Al mismo tiempo, llevó a cabo un intenso trabajo de información social. Talleres, hospitales, casas de caridad, casas de locos, orfelinatos, iglesias, escuelas, y, por fin, el barrio de las prostitutas, en La Guillotiere. En esta última expedición la acompañaron dos fourieristas -se portaron muy bien, consiguiéndole un abogado para defender su caso ante el procurador del rey-, no disfrazada de hombre como en Londres, sino cubierta con una capa y un sombrero algo ridículo, que le ocultaba media cara. Aunque no tan enorme ni dantesco como el del Stepney Green londinense, el espectáculo de las prostitutas apiñadas en las esquinas y las puertas de las tabernas y prostíbulos de nombres risueños -La casa de la novia, Los brazos cálidos-la descompuso. A varias, entre las más jóvenes, les preguntó su edad: doce, trece, catorce años.
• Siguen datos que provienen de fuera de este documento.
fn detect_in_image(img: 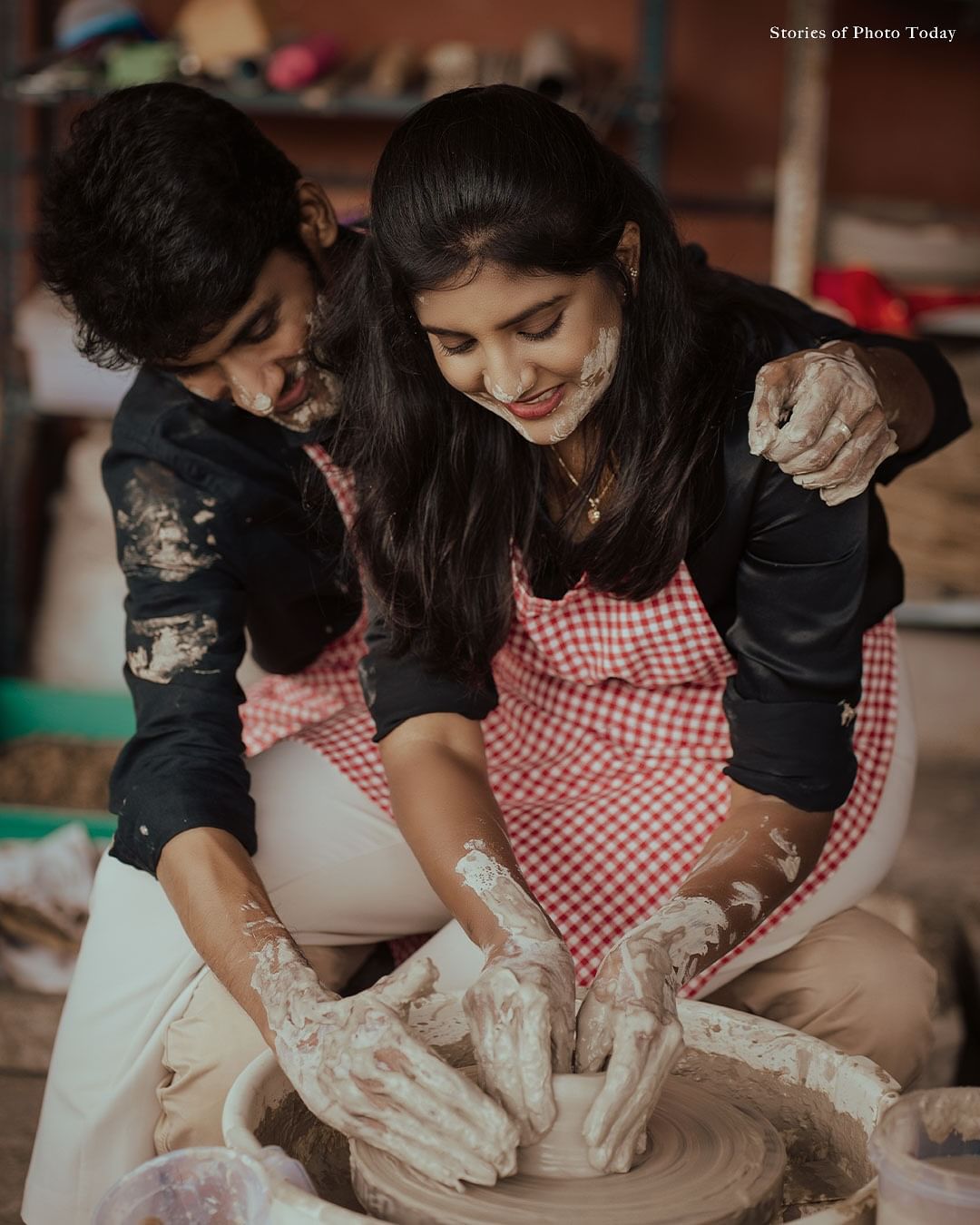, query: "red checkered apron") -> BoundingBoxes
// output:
[242,447,897,996]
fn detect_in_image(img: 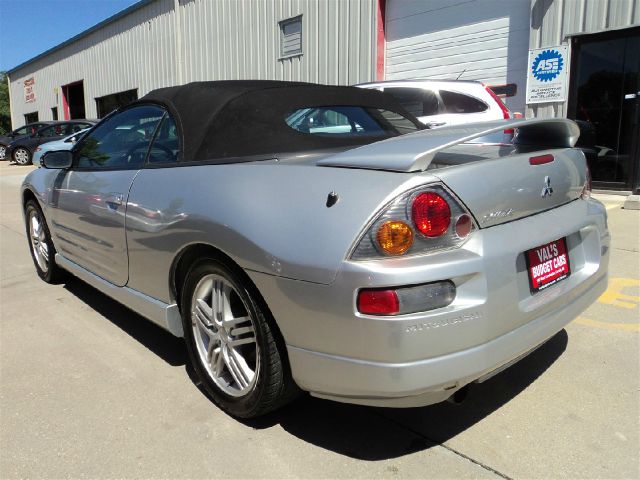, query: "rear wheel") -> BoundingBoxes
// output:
[181,259,297,418]
[25,200,62,283]
[13,147,31,165]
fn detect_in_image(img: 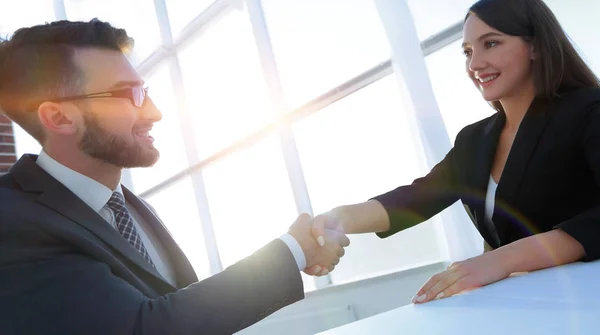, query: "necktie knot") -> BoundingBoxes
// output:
[106,192,127,212]
[106,192,154,266]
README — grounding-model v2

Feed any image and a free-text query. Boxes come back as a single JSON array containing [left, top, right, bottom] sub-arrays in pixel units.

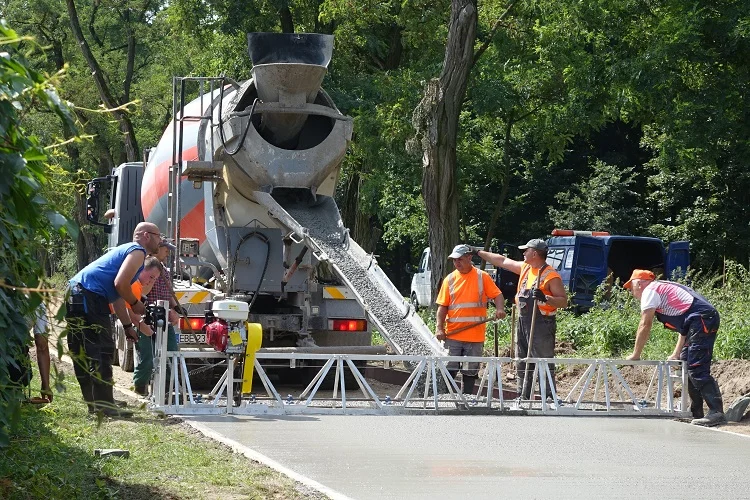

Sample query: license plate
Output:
[[180, 333, 206, 344]]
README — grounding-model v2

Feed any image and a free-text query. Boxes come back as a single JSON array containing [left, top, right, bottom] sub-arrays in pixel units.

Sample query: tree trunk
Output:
[[65, 0, 140, 161], [412, 0, 477, 307]]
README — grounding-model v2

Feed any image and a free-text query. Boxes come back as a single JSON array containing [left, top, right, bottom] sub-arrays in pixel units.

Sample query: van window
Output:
[[565, 248, 576, 269], [547, 248, 565, 271]]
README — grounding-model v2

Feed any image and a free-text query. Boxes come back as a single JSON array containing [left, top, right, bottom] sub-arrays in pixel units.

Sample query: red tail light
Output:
[[328, 319, 367, 332], [180, 318, 206, 332]]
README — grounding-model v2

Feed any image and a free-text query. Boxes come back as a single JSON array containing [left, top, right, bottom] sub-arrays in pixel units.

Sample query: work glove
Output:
[[531, 288, 547, 302]]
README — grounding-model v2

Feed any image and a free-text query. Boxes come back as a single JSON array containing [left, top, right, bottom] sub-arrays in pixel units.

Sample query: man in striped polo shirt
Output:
[[623, 269, 726, 427]]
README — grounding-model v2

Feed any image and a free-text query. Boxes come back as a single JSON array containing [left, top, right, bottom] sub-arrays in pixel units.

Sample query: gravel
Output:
[[285, 206, 434, 356]]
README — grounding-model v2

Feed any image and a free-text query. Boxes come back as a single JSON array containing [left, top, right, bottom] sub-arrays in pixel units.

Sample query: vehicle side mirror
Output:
[[86, 176, 113, 229]]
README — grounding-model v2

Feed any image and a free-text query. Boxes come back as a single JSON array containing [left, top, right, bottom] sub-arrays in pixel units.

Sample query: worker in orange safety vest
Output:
[[435, 245, 505, 394], [477, 239, 568, 399]]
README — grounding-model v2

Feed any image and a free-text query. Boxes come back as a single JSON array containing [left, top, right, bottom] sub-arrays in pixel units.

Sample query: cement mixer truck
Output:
[[88, 33, 444, 376]]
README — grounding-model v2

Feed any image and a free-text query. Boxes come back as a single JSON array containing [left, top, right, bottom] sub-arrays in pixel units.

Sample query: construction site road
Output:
[[186, 416, 750, 500]]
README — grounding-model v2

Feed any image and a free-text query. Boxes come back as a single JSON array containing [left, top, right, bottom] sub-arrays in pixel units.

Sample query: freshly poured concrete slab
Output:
[[190, 416, 750, 499]]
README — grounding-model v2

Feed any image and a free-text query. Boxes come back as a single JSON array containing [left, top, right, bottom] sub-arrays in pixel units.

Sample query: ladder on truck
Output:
[[166, 76, 237, 276]]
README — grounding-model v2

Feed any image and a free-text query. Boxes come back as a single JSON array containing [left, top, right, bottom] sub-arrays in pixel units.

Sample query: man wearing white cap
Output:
[[435, 245, 505, 394], [477, 239, 568, 399]]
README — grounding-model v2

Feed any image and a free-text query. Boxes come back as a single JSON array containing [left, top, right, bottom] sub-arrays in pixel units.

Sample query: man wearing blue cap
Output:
[[133, 235, 181, 396]]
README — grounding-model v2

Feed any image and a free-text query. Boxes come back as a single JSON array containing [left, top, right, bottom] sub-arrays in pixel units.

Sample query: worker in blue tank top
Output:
[[623, 269, 726, 427], [65, 222, 161, 417]]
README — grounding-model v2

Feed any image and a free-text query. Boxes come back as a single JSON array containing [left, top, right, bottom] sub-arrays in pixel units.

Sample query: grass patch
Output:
[[0, 366, 324, 499]]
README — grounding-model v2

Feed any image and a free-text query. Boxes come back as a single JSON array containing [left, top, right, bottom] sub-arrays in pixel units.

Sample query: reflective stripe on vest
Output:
[[446, 270, 487, 323], [516, 264, 557, 316]]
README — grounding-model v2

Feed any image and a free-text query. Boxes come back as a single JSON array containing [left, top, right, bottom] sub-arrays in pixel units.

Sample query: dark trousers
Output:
[[680, 313, 724, 418], [516, 311, 557, 399], [133, 325, 177, 387], [65, 289, 115, 409]]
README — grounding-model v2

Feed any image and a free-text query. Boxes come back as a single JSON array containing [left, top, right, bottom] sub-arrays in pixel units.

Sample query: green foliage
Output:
[[0, 20, 77, 446], [550, 161, 645, 234]]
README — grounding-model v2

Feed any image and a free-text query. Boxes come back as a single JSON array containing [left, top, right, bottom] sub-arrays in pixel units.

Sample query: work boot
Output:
[[690, 378, 727, 427], [688, 378, 704, 419], [462, 375, 478, 395]]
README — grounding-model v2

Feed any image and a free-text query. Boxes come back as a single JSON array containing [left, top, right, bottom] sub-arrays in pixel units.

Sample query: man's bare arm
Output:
[[115, 254, 146, 312], [626, 309, 656, 361], [477, 250, 523, 274]]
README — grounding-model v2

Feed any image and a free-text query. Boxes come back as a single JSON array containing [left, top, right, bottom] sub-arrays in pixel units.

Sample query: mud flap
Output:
[[724, 396, 750, 422], [241, 323, 263, 394]]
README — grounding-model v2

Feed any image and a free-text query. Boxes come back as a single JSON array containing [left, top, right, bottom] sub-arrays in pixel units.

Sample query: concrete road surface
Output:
[[190, 416, 750, 500]]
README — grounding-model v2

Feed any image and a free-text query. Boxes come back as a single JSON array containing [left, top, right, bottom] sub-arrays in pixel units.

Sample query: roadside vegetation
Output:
[[0, 364, 323, 500]]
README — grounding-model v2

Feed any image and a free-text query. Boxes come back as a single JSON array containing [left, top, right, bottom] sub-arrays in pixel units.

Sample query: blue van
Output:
[[497, 229, 690, 310]]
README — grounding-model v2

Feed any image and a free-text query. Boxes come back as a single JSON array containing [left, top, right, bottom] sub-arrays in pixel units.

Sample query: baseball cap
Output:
[[518, 238, 547, 250], [159, 238, 177, 251], [448, 245, 471, 259], [622, 269, 656, 289]]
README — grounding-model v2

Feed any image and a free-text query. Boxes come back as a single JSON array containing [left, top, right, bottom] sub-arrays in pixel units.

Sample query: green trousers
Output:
[[133, 325, 177, 386]]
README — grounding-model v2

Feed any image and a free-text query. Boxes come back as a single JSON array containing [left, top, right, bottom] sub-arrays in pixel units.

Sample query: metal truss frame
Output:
[[149, 329, 690, 418]]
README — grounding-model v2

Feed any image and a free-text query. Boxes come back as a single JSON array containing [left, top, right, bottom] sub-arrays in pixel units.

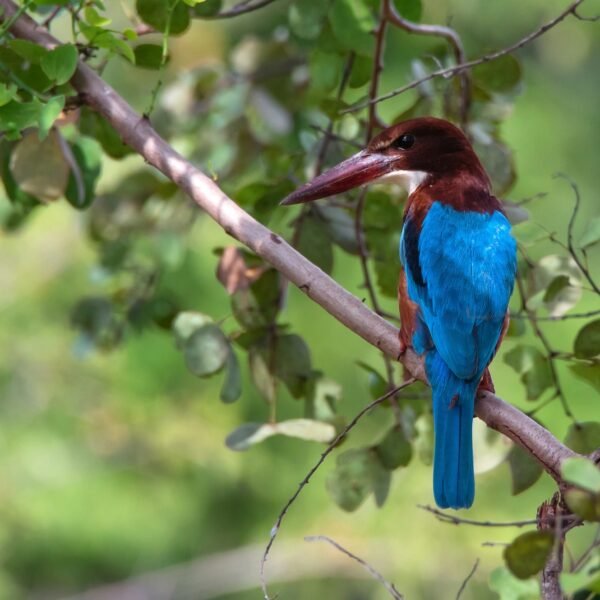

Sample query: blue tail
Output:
[[426, 350, 479, 508]]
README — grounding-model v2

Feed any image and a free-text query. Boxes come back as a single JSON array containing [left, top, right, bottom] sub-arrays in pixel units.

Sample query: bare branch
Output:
[[417, 504, 537, 527], [341, 0, 584, 114], [456, 559, 479, 600], [260, 378, 415, 600], [304, 535, 404, 600]]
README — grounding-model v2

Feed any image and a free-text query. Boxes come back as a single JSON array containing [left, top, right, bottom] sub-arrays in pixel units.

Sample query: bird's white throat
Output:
[[375, 170, 429, 194]]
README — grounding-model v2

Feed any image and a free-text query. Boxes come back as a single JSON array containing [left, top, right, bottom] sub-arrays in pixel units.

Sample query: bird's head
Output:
[[281, 117, 489, 205]]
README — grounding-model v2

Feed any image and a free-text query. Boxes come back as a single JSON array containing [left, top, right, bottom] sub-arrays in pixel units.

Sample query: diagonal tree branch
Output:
[[0, 0, 582, 482]]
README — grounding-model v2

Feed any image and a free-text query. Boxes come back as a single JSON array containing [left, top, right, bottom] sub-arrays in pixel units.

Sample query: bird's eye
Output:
[[392, 133, 415, 150]]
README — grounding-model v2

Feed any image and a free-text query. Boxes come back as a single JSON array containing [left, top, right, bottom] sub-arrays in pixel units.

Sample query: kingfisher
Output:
[[282, 117, 517, 509]]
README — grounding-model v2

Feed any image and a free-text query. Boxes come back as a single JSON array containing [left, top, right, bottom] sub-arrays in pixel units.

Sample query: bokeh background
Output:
[[0, 0, 600, 600]]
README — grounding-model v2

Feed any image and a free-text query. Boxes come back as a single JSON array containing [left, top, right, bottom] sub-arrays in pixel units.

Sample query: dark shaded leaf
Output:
[[375, 425, 412, 471], [135, 0, 190, 35], [133, 44, 162, 71], [569, 363, 600, 392], [565, 421, 600, 454], [573, 319, 600, 358], [560, 456, 600, 494], [329, 0, 375, 56], [506, 445, 544, 496], [504, 531, 554, 579], [579, 217, 600, 248], [65, 136, 102, 209], [220, 348, 242, 403]]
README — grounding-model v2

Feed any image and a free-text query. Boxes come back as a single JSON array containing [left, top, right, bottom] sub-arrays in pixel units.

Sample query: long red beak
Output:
[[281, 150, 393, 206]]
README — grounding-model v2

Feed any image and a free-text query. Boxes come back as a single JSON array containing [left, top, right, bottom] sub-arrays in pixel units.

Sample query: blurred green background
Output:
[[0, 0, 600, 600]]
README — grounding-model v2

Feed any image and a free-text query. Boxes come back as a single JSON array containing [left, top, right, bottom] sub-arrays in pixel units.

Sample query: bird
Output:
[[281, 117, 517, 509]]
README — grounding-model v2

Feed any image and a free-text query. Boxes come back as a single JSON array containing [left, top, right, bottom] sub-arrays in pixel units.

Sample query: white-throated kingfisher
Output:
[[282, 117, 517, 508]]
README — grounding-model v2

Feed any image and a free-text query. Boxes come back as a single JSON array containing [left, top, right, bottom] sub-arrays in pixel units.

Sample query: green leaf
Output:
[[83, 6, 112, 27], [38, 96, 65, 140], [225, 419, 335, 451], [308, 50, 344, 95], [65, 135, 102, 209], [8, 39, 49, 64], [0, 98, 43, 139], [220, 348, 242, 404], [565, 421, 600, 454], [504, 531, 554, 579], [579, 217, 600, 248], [473, 54, 523, 94], [504, 345, 553, 400], [329, 0, 375, 56], [135, 0, 190, 35], [564, 488, 600, 521], [573, 319, 600, 358], [327, 448, 390, 512], [544, 275, 570, 304], [489, 567, 540, 600], [0, 82, 19, 107], [527, 254, 582, 316], [356, 360, 389, 400], [561, 456, 600, 494], [288, 0, 327, 40], [394, 0, 423, 23], [375, 425, 412, 471], [40, 44, 79, 85], [506, 445, 544, 496], [172, 311, 212, 350], [296, 211, 333, 273], [79, 108, 133, 159], [10, 131, 69, 202], [192, 0, 223, 18], [133, 44, 162, 71], [569, 363, 600, 392], [183, 323, 230, 377]]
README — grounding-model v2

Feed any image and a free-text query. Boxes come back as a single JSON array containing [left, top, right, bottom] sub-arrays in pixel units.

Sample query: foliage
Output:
[[0, 0, 600, 598]]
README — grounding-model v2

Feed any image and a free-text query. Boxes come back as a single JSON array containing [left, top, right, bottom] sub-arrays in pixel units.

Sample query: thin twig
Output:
[[456, 559, 479, 600], [341, 0, 584, 114], [203, 0, 275, 19], [304, 535, 404, 600], [417, 504, 537, 527], [556, 173, 600, 295], [260, 377, 416, 600]]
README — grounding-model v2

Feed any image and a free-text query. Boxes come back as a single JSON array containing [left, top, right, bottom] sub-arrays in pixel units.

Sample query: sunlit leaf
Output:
[[133, 44, 162, 71], [10, 131, 69, 202], [573, 319, 600, 358], [183, 323, 230, 377], [504, 531, 554, 579], [40, 44, 79, 85]]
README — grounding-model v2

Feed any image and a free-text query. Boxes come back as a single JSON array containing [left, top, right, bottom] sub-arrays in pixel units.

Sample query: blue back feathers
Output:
[[400, 202, 516, 508]]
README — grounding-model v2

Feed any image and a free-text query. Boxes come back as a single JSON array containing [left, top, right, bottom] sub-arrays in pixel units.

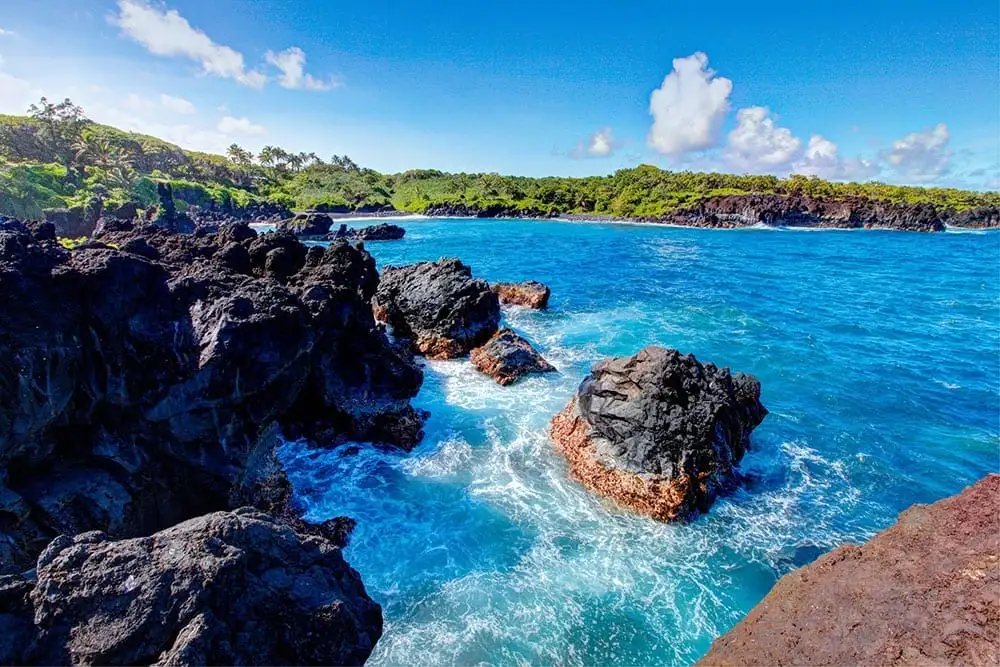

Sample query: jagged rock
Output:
[[551, 347, 767, 521], [0, 222, 426, 573], [44, 206, 97, 239], [275, 213, 333, 237], [469, 328, 555, 386], [372, 259, 500, 359], [698, 475, 1000, 667], [490, 280, 550, 309], [25, 508, 382, 665]]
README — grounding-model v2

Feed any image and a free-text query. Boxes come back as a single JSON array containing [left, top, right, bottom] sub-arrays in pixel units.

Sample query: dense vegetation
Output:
[[0, 98, 1000, 218]]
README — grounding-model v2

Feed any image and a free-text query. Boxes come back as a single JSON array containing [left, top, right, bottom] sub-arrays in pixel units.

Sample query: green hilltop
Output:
[[0, 98, 1000, 219]]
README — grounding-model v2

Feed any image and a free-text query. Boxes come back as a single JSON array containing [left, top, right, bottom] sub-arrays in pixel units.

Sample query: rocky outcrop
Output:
[[326, 222, 406, 241], [0, 508, 382, 665], [44, 198, 102, 239], [551, 347, 767, 521], [469, 328, 555, 386], [699, 475, 1000, 666], [372, 259, 500, 359], [275, 213, 333, 238], [490, 280, 551, 309], [0, 221, 425, 573]]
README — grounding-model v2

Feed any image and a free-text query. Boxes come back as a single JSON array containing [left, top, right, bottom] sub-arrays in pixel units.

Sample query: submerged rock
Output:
[[24, 508, 382, 665], [551, 347, 767, 521], [699, 475, 1000, 666], [469, 328, 555, 386], [372, 259, 500, 359], [490, 280, 550, 309]]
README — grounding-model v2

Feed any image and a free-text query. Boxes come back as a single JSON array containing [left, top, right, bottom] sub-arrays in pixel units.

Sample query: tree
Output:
[[28, 97, 90, 175]]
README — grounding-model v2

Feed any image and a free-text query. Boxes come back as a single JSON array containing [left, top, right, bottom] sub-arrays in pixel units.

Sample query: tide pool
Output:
[[281, 219, 1000, 665]]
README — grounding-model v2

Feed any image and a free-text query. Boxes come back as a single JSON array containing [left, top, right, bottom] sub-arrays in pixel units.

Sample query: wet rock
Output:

Unas niñitas sin desarrollar haciendo de mujeres. ¿Cómo era posible que los hombres se excitaran con estas criaturas puro hueso y pellejo, que no habían salido de la niñez y a las que rondaban la tisis y la sífilis, si es que ya no las habían contraído? Se le encogía el corazón; la rabia y la tristeza la enmudecían. Igual que en Londres, aquí también había algo entre monstruoso y cómico: en medio de esa depravación, se arrastraban, jugando, en los pisos de tierra de las casas de placer, entre las prostitutas y sus clientes -muchos obreros entre ellos-, niños de dos, tres o cuatro años, a los que las madres abandonaban allí mientras hacían su trabajo.

Realizaba esas visitas por obligación moral -no se podía reformar lo que se desconocía-, con profundo disgusto. Desde los primeros tiempos de su matrimonio con André Chazal, el sexo la repelía. Antes incluso de adquirir una cultura política, una sensibilidad social, intuyó que el sexo era uno de los instrumentos primordiales de la explotación y dominación de la mujer. Por eso, aunque sin predicar la castidad o la reclusión monjil, siempre había desconfiado de las teorías que exaltaban la vida sexual, los placeres del cuerpo, como uno de los objetivos de la futura sociedad. Éste fue uno de los temas que la llevaron a apartarse de Charles Fourier, a quien, sin embargo, profesaba admiración y cariño. Curioso caso el del maestro; había llevado siempre, por lo menos en apariencia, una vida de total austeridad. Se lo tenía por misógino. Pero, en su diseño de la futura sociedad, el Edén venidero, la etapa de Armonía que sucedería a la Civilización, el sexo figuraba como protagonista. A ella le costaba aceptado. Aquello podía terminar en un verdadero aquelarre, pese a las buenas intenciones del maestro. Innecesario, absurdo, imposible organizar la sociedad de acuerdo al sexo, como pretendían ciertos fourieristas. En los falansterios, según el diseño de Fourier, habría jóvenes vírgenes, que prescindirían por completo del sexo, y vestales, que lo practicarían de manera moderada con los vesteles o trovadores, y mujeres todavía más libres, las damiselas, que harían el amor con los menestrales, y así sucesivamente, en un orden de libertad y exceso crecientes -las odaliscas, las faquiresas, las bacantes-, hasta las bayaderas, que practicarían el amor caritativo, acostándose con viejos, inválidos, viajeros, y, en general, seres a los que por su edad, mala salud o fealdad, la injusta sociedad actual condenaba a la masturbación o a la abstinencia. Aunque todo en esta organización fuese libre y voluntario -cada cual elegía a qué cuerpo sexual del falansterio quería pertenecer y podía abandonarlo a su albur- a Flora este sistema le parecía indebido, la hacía temer que, a su amparo, brotaran nuevas injusticias. En su proyecto de Unión Obrera no había recetas sexuales; salvo la igualdad absoluta entre hombres y mujeres y el derecho al divorcio, el tema del sexo se evitaba.